When DREAD had finished, Alligood said,  "Ya'll are pretty good ole sons,
But set down by that deer right there and we'll show you how it's done!!!

Fire from that purple bow, RUN BOYS RUN!!!
STAR's in the house let's have some fun!!
My arrow's in the 12 ring kicking yours out
Poor Team DREAD can only sit and pout!!

NOW, SUBSTITUE JOHNNY'S FIDDLE PLAYING WITH THE FOLLOWING: GOOD SHOT FATBOY, ANOTHER 12!! YA HEAH ME, THAT SHOT'S MONEY!!! WAITS IS ON TODAY, 6 UP AT THE HALFWAY POINT!! ALLIGOOD IS SMOKIN'EM, OLE RASPBERRY IS ON FIRE!! OK, GET THE PICTURE???


Slider and DREAD dropped their heads cause they knew that they'd been beat, 
They laid the cash and trophy of gold on the ground at STARS feet.

Alligood said" Just come on back if you ever wanna try again,
We done told ya'll once ya'll son of a guns, we're the best that's ever been!!

Now Slider, it's raining, can't shoot, I got all day.

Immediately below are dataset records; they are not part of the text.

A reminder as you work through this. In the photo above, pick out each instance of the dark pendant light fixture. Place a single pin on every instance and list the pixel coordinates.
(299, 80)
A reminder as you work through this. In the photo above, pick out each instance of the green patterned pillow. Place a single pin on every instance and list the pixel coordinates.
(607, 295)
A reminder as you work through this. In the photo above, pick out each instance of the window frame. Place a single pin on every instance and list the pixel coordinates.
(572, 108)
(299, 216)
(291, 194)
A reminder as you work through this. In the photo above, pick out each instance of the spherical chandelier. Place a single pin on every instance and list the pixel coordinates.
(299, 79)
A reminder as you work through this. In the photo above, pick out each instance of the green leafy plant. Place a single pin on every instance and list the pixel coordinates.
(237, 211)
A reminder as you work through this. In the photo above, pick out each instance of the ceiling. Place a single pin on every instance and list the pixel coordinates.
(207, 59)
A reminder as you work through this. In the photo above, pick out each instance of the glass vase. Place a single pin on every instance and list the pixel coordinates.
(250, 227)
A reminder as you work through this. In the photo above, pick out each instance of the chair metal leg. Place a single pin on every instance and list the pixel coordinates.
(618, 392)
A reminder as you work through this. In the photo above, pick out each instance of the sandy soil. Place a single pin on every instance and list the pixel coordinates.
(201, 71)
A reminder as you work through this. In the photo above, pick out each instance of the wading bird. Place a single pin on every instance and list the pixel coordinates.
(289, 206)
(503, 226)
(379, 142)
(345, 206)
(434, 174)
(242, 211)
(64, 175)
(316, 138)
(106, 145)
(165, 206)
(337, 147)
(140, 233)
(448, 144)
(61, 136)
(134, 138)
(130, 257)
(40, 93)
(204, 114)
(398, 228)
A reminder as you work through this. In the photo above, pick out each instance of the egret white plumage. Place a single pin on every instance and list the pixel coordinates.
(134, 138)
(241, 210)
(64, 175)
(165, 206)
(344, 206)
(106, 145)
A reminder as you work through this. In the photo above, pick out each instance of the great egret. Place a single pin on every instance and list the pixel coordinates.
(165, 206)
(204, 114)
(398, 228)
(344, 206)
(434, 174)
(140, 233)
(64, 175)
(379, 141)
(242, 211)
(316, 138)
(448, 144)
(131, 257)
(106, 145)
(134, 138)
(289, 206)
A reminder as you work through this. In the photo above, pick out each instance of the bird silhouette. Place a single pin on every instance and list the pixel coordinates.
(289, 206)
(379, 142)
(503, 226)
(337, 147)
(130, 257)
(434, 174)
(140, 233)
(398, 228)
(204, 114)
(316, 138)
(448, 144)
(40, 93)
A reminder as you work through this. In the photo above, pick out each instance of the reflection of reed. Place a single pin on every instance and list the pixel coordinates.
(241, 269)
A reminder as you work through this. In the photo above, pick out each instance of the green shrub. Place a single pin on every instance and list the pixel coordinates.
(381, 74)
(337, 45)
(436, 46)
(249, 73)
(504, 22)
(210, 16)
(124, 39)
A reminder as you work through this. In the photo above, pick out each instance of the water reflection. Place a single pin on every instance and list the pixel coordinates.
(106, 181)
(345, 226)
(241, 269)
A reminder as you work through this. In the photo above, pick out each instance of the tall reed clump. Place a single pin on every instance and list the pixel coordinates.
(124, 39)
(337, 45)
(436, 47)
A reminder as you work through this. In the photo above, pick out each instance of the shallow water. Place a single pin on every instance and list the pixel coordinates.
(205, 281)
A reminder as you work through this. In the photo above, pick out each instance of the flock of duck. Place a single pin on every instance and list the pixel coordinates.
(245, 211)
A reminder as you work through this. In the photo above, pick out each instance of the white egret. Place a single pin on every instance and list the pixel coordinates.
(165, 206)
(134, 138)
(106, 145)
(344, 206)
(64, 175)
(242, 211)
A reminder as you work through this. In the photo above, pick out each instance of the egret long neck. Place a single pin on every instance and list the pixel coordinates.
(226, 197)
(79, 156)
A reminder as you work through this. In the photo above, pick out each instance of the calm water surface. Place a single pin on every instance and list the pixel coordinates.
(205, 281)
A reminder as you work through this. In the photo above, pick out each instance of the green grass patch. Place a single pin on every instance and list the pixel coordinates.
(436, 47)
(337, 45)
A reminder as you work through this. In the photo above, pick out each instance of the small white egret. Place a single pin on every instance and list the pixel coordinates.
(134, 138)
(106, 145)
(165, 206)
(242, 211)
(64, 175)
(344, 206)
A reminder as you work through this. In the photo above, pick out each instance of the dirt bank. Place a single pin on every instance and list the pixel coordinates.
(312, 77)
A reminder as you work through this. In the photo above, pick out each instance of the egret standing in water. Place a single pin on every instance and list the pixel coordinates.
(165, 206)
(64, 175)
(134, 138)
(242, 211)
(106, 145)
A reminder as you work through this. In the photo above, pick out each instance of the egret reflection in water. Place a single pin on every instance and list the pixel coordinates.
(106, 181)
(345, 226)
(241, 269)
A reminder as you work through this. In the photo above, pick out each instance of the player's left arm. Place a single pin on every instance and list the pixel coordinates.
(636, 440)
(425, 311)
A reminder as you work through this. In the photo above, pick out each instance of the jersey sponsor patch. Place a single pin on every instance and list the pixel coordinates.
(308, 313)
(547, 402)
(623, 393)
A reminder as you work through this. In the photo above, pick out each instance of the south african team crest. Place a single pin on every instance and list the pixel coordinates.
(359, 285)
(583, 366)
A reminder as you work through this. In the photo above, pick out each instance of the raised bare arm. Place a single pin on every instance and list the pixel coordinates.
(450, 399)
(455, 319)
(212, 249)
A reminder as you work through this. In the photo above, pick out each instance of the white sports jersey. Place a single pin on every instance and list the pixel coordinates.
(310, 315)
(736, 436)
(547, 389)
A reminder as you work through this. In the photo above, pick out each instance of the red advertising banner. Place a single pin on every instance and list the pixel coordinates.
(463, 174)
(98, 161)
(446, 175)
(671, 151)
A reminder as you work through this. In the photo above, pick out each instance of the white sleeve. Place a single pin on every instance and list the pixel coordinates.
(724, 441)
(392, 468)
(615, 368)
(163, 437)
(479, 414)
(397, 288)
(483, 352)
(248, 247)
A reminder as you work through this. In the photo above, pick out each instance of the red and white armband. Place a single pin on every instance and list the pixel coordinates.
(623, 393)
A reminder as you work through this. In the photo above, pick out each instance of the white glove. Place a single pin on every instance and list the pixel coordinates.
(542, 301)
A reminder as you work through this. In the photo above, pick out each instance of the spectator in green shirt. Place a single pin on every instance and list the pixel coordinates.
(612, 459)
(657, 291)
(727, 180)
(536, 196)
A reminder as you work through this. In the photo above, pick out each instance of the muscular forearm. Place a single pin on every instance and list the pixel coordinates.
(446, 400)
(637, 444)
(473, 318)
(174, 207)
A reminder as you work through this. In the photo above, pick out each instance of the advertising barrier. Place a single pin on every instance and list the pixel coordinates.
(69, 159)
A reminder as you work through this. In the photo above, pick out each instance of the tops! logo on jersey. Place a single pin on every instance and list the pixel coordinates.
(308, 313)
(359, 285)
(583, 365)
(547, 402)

Give it your best shot, but second is the best you'll do!!!
Shoot'em straight!!!


----------



## alligood729 (Apr 5, 2008)

young gunna said:


> I got on woodys just a week ago
> to check out the ol smack talk show
> And what did i hear that made my day
> My ol buddy Dmedd was on his way
> ...



I hear you Gunna, you gonna be the first REDNECK ARCHERY BROTHA!!!


----------



## dmedd (Apr 5, 2008)

*re*

Ok Ok now it's my turn
So ya'll pull up a seat
And listen and learn

I shoot from the white stake
And you know this is true
So until you toe it with me
I'm not listening to you

I'm thinking about joining M.E.G.A.
Even though there's only four more
That doesn't matter because I
Won't have to drop a score

All you Smackers take my advice
You better practice hard
Because DMedd doesn't play nice

I came to Hilsman's and shot with the Gunna
I had a blast 
It couldn't have been funna

Open B shooters practice hard
Because DMedd shoots everyday
In his back yard

If I join M.E.G.A.
It looks to be in the cards
Go ahead and tell Miss Ginger
TO ORDER DMEDD AN EXTRA LARGE!!


----------



## alligood729 (Apr 5, 2008)

dmedd said:


> Ok Ok now it's my turn
> So ya'll pull up a seat
> And listen and learn
> 
> ...



Nice shot, but try again!!!


----------



## slideri10 (Apr 5, 2008)

*re*

Young gunna that's good, that I must say but when we stand at the stake again Slider will have the payday

Maybe again before Augusta,we'll see but regardless of the time, Slider will dominate class C. Can't wait till the day that I get my chance again to send Young Gunna packin and whipe away that silly grin.

He is a noble opponent, yes that is true but with his shooting ability his scores never come through. Young Gunna tries real hard, he barks and yells but sad so sad, Sliders arrows are the only ones in the12.

As we stand at the target pulling and scoring we here a comotion and turn to see what is on going.As Young Gunna looks on and sees that his Mathews  is gone he hangs his head and sighs and sees  Sliders Bowtech now stands all alone.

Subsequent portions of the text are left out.